Update – I went to the Apple iTunes store and there it is. You can link to it from the la phil website too.
I listened to a few of the excerpts from “Tehillim” and this is a very different mix than I heard live. But the tuning issues and sluggishness are still there. I wouldn’t recommend it.

3 Comments:

Anonymous Anonymous said...

I recommend you contact the offices of the LA Philharmonic at(213) 972-7300, and try to get in touch with Fred Vogler. If he and the organization he's a part of are interested in fine-tuning the quality of their presentations to the highest degree possible, then your comments should be welcomed and even solicited.

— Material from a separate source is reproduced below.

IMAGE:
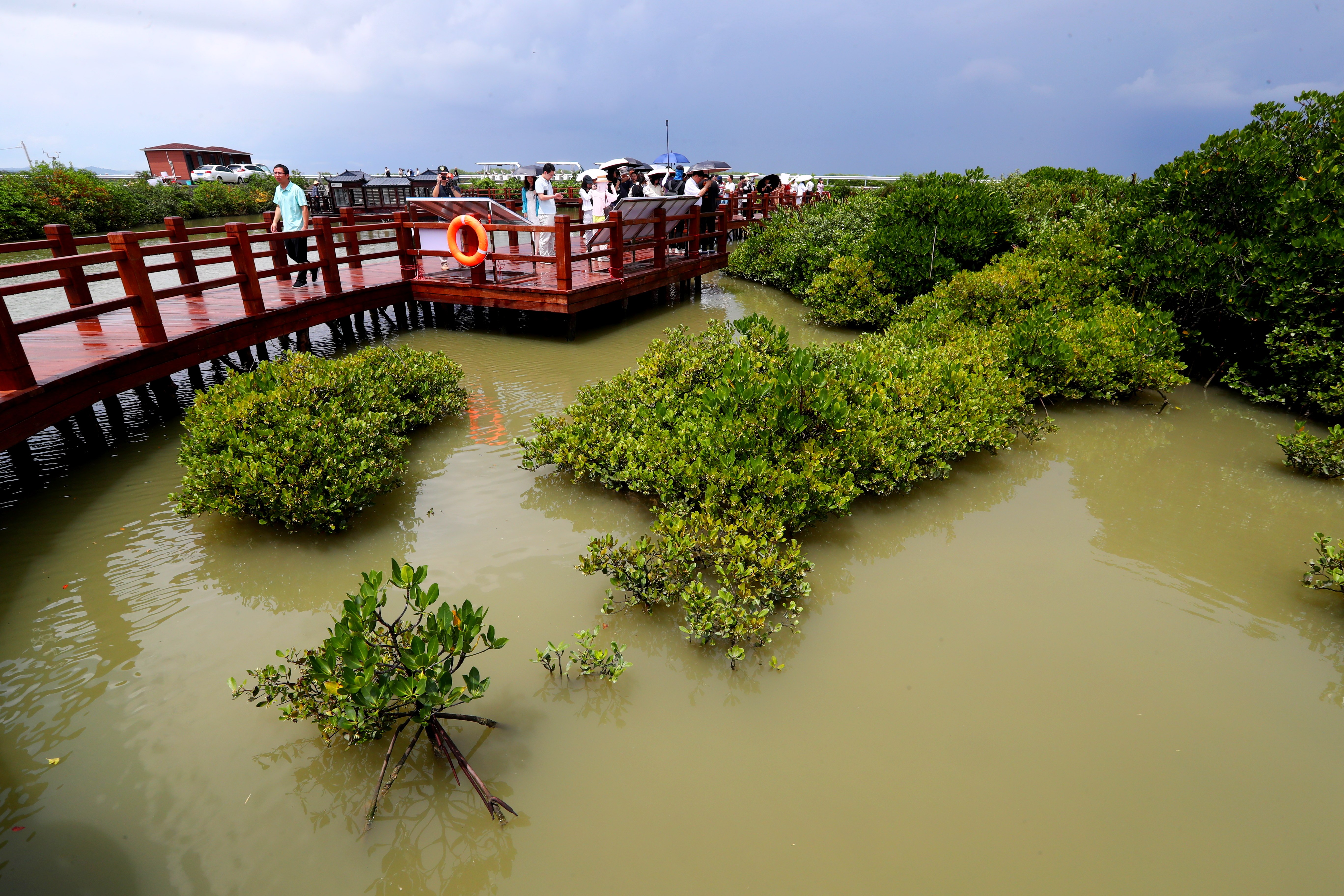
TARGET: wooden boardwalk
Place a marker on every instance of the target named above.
(56, 366)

http://www.dpamicrophones.com/Images/DM02771.pdf?PHPSESSID=5bd9de03eaaa10b522371d65d2ed0278

http://www.lsionline.co.uk/news/story.asp?ID=YGKL6R&len=4593

1:16 AM  
Blogger Martin said...

Thanks for the suggestion, dm mell. I know of Fred but have never met him. Isn't he a recording engineer?
I have heard a CD that he mastered and it was excellent.
Is he doing sound at Disney?

10:24 AM  
Anonymous Anonymous said...

^ Based on the 2 links I've listed and a few other articles I've read since Disney Hall opened in 2003, I believe Fred Vogler is the person the Philharmonic depends upon for sound engineering.

And please open this link, because it indicates you weren't the only person who had problems with the amplification system:
http://www.paulbaileyensemble.org/blog/2006/03/minimalist-jukebox-part-i.html

That blogger writes:

<<< the amplification became most disconcerting during tehillim (although better than the premier performance of you are) the vocalists were amplified through the house and made the orchestra seem weak and feeble. its like listening to your headphones only with only the treble. <<<



I really hope you do contact the offices of the LA Phil about your problem with the sound, because such an issue definitely isn't acceptable after more than 2 years since the orchestra's new home was completed.